Re-evaluating clinical trials to ensure their effective progress

iStock / Getty Images Plus / Maksim Tkachenko

Dr Janet Woodcock

Acting Commissioner, US Food and Drug Administration (FDA)

Strengthening clinical trial capabilities and infrastructure is key to yielding actionable data. 

The COVID-19 pandemic has posed challenges to the conduct of all clinical trials, including those for COVID-19. To advise investigators during the pandemic, the Food and Drug Administration (FDA) issued guidance on how best to adapt trials, including recommendations on the use of virtual visits and methods for secure delivery of medications.  

The agency also issued guidance to help expand the availability and capability of low-risk, non-invasive medical devices for remote patient monitoring. Updating policies and utilising available technology have been key to making sure trials can continue. 

Assessing global clinical trial data 

Specific to the intense efforts to find effective therapies for COVID-19, our scientists recently conducted an assessment of clinical development efforts worldwide, focusing on data from ongoing interventional clinical trials.  

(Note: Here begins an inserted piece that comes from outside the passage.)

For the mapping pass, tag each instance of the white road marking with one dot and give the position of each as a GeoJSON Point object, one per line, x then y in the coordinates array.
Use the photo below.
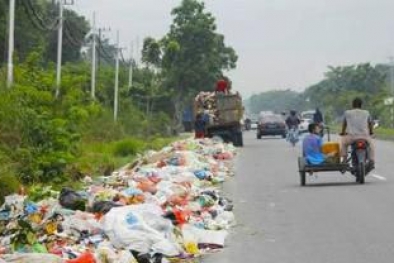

The most important finding was that the vast majority of global trials of therapeutics for COVID-19 are not designed to yield actionable information—low randomisation rates and lack of adequate statistical power render the results suggestive at best. Notably, there was great duplication of effort among registered trial arms, with multiple small trials studying similar interventions in similar populations. In addition, despite the millions of patients infected, enrolment was often slow, as trials could generally be set up only at traditional sites. 

All stakeholders must participate in a re-evaluation of how clinical evidence generation is carried out.

Re-evaluating clinical evidence  

These findings should raise general concern about the response of the clinical trial enterprise to the pandemic. All stakeholders must participate in a re-evaluation of how clinical evidence generation is carried out, both for trials of common conditions and for public health emergencies. This evaluation must include finding ways to enhance inclusiveness, enrol participants closer to home, with providers they know and trust, and position the clinical development infrastructure for the future. 

The U.S. Food and Drug Administration has long been focused on improving the design and conduct of clinical trials, as well as advancing additional data sources to improve the evaluation of medical products. The agency’s work with medical product developers includes efforts to better standardise data collection and expand patient access to trials.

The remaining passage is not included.